Allora, siccome il nostro è il tempo dell’interdipendenza credo che non possiamo permetterci di non avere uno sguardo attento su queste cose. Altro piccolo particolare di questo paese. Quando faceva parte dell’Unione Sovietica, vicino a Tiraspol c’era una delle grandi basi militari della vecchia Unione Sovietica, tanto che si parla di un deposito militare di 40.000 tonnellate di armi convenzionali, chimiche, batteriologiche nonché agenti radioattivi impiegabili per la preparazione “artigianale” di ordigni nucleari. In quali mani? Si sa che le mafie internazionali interagiscono con la mafia transnistriana e armi provenienti da quei depositi sono state sequestrate in diverse operazioni internazionali. Ora, la Moldova è un pezzo dell’Europa contigua alla Penisola Balcanica, i traffici di armi che passano da quel paese arrivano in Medio Oriente, arrivano in Europa e nel resto del mondo. Insomma, parliamo di noi.

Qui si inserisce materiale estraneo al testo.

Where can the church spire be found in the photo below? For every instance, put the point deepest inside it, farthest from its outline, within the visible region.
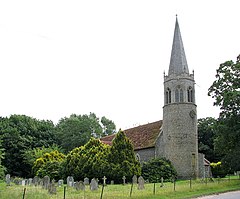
(178, 62)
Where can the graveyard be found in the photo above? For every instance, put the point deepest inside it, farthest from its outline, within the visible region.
(137, 188)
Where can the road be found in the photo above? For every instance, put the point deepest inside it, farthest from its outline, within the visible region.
(228, 195)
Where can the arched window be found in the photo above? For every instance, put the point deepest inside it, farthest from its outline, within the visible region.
(179, 94)
(168, 96)
(190, 94)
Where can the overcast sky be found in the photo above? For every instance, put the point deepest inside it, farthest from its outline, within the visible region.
(108, 57)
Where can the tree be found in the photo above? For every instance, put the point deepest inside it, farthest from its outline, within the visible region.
(2, 168)
(122, 159)
(156, 168)
(49, 164)
(20, 133)
(226, 92)
(31, 155)
(77, 130)
(226, 89)
(89, 161)
(206, 135)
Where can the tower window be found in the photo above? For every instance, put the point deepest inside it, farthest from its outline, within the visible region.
(178, 94)
(168, 96)
(190, 94)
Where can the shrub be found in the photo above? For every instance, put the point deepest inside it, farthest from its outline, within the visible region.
(156, 168)
(218, 170)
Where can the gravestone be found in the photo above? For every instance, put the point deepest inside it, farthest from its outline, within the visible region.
(35, 180)
(30, 181)
(141, 183)
(60, 183)
(46, 182)
(104, 180)
(93, 184)
(81, 186)
(52, 189)
(70, 181)
(8, 179)
(23, 182)
(124, 180)
(161, 182)
(134, 179)
(86, 181)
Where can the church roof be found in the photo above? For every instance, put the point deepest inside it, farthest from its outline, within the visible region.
(143, 136)
(178, 62)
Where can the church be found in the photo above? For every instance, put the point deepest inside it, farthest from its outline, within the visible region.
(175, 136)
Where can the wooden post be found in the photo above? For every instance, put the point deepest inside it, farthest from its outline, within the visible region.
(174, 184)
(24, 191)
(154, 188)
(102, 190)
(131, 190)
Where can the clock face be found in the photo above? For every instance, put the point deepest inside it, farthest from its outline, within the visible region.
(192, 113)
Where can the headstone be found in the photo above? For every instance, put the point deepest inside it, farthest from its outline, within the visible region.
(60, 183)
(124, 180)
(93, 185)
(70, 181)
(8, 179)
(30, 180)
(104, 180)
(23, 182)
(141, 183)
(161, 182)
(134, 179)
(35, 181)
(81, 186)
(46, 182)
(52, 189)
(86, 181)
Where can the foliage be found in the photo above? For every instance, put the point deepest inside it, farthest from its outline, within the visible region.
(226, 88)
(89, 161)
(206, 135)
(21, 133)
(122, 159)
(226, 91)
(49, 164)
(2, 168)
(156, 168)
(77, 130)
(218, 170)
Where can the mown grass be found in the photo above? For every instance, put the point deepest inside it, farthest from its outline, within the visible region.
(182, 190)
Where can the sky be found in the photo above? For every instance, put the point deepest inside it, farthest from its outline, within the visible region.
(108, 57)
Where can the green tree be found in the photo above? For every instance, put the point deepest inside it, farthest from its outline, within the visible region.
(206, 135)
(122, 159)
(89, 161)
(49, 164)
(77, 130)
(156, 168)
(226, 92)
(2, 168)
(20, 133)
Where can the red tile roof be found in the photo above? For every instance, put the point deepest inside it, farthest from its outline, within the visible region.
(143, 136)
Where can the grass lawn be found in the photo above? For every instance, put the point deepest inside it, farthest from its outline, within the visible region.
(182, 190)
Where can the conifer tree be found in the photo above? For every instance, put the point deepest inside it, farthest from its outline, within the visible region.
(122, 159)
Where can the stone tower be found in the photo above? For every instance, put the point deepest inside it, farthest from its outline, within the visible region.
(179, 131)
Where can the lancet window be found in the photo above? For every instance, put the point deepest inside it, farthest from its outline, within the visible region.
(168, 96)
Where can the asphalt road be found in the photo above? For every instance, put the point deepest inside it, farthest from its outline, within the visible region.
(228, 195)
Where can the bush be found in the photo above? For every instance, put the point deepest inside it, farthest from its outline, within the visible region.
(156, 168)
(218, 170)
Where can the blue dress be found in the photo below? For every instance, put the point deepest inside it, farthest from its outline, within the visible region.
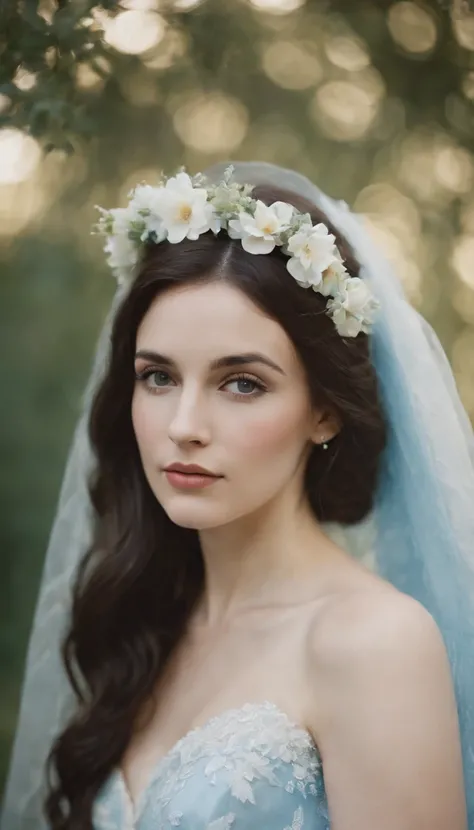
(250, 768)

L’esempio della Transnistria, che pure è ai margini dell’area balcanica, ci è utile per comprendere non solo il nostro appannamento nel comprendere il nostro tempo e le sue trasformazioni ma anche perché credo che le dinamiche che andremo a vedere – e che riguardano la formazione di nuovi stati all’interno della regione – hanno molto a che fare con le dinamiche che hanno portato alla costituzione della Transnistria, dove la dimensione etnica e nazionale (anticipo alcuni concetti che poi andremo ad approfondire) non c’entra assolutamente nulla. Per dire che nella formazione di stati di questo tipo il nazionalismo non c’entra, anche se quest’ultimo viene agitato come elemento di coesione nazionale. Hanno a che vedere, invece, con i nodi della “postmodernità”, cioè con la formazione di stati-mafia, stati offshore che si collocano come retroterra nei processi di finanziarizzazione dell’economia. Quindi, dobbiamo avere attenzione a tali dinamiche perché altrimenti non comprendiamo il contesto con il quale abbiamo a che fare.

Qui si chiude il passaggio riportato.